Chomsky: American Power Under Challenge

http://www.nationofchange.org/news/2016/05/08/american-power-challenge/

Sometimes states do choose to follow public opinion, eliciting much fury in centers of power. One dramatic case was in 2003, when the Bush administration called on Turkey to join its invasion of Iraq. Ninety-five percent of Turks opposed that course of action and, to the amazement and horror of Washington, the Turkish government adhered to their views. Turkey was bitterly condemned for this departure from responsible behavior. Deputy Secretary of Defense Paul Wolfowitz, designated by the press as the “idealist-in-chief” of the administration, berated the Turkish military for permitting the malfeasance of the government and demanded an apology. Unperturbed by these and innumerable other illustrations of our fabled “yearning for democracy,” respectable commentary continued to laud President George W. Bush for his dedication to “democracy promotion,” or sometimes criticized him for his naïveté in thinking that an outside power could impose its democratic yearnings on others.

The Turkish public was not alone. Global opposition to U.S.-UK aggression was overwhelming. Support for Washington’s war plans scarcely reached 10% almost anywhere, according to international polls. Opposition sparked huge worldwide protests, in the United States as well, probably the first time in history that imperial aggression was strongly protested even before it was officially launched. On the front page of the New York Times, journalist Patrick Tyler reported that “there may still be two superpowers on the planet: the United States and world public opinion.”

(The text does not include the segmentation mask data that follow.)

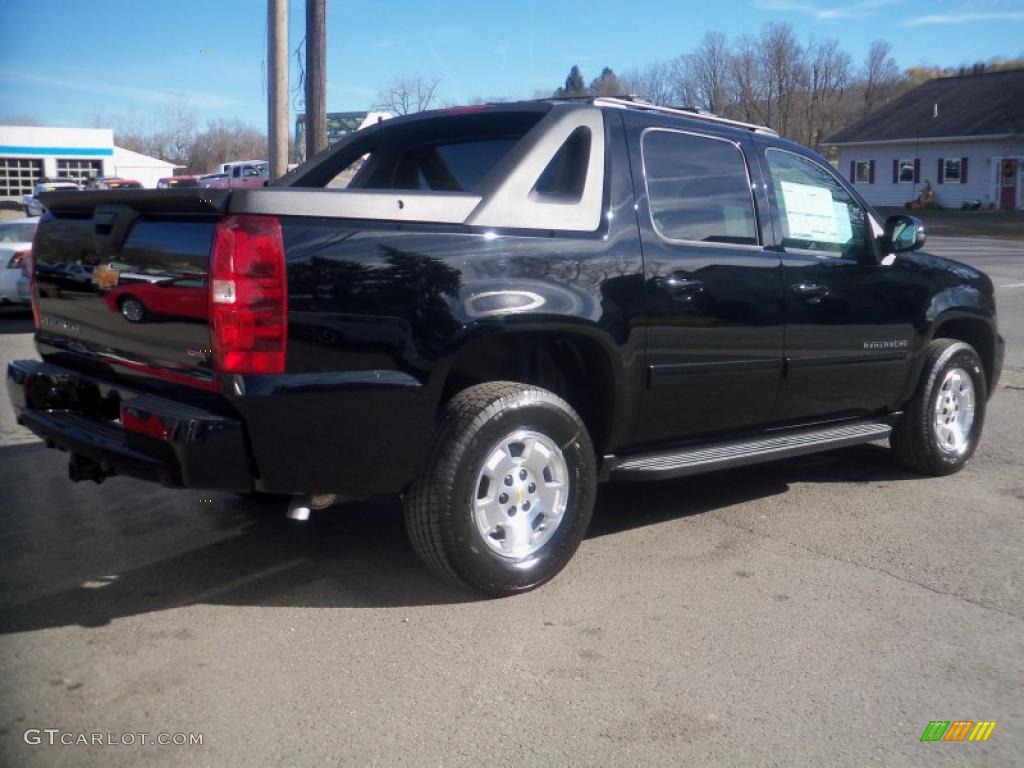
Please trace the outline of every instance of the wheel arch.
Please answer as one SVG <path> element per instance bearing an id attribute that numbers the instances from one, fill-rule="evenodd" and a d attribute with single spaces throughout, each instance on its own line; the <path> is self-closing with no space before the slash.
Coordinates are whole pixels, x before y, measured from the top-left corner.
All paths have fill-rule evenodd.
<path id="1" fill-rule="evenodd" d="M 554 392 L 583 419 L 598 458 L 621 439 L 628 420 L 621 355 L 599 329 L 579 326 L 477 328 L 449 350 L 436 371 L 437 407 L 488 381 L 533 384 Z"/>
<path id="2" fill-rule="evenodd" d="M 928 341 L 935 339 L 956 339 L 974 347 L 985 371 L 985 385 L 988 396 L 995 389 L 996 331 L 989 318 L 970 312 L 950 310 L 944 312 L 932 325 Z M 918 372 L 920 375 L 920 372 Z"/>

Unprecedented protest in the United States was a manifestation of the opposition to aggression that began decades earlier in the condemnation of the U.S. wars in Indochina, reaching a scale that was substantial and influential, even if far too late. By 1967, when the antiwar movement was becoming a significant force, military historian and Vietnam specialist Bernard Fall warned that “Vietnam as a cultural and historic entity… is threatened with extinction… [as] the countryside literally dies under the blows of the largest military machine ever unleashed on an area of this size.”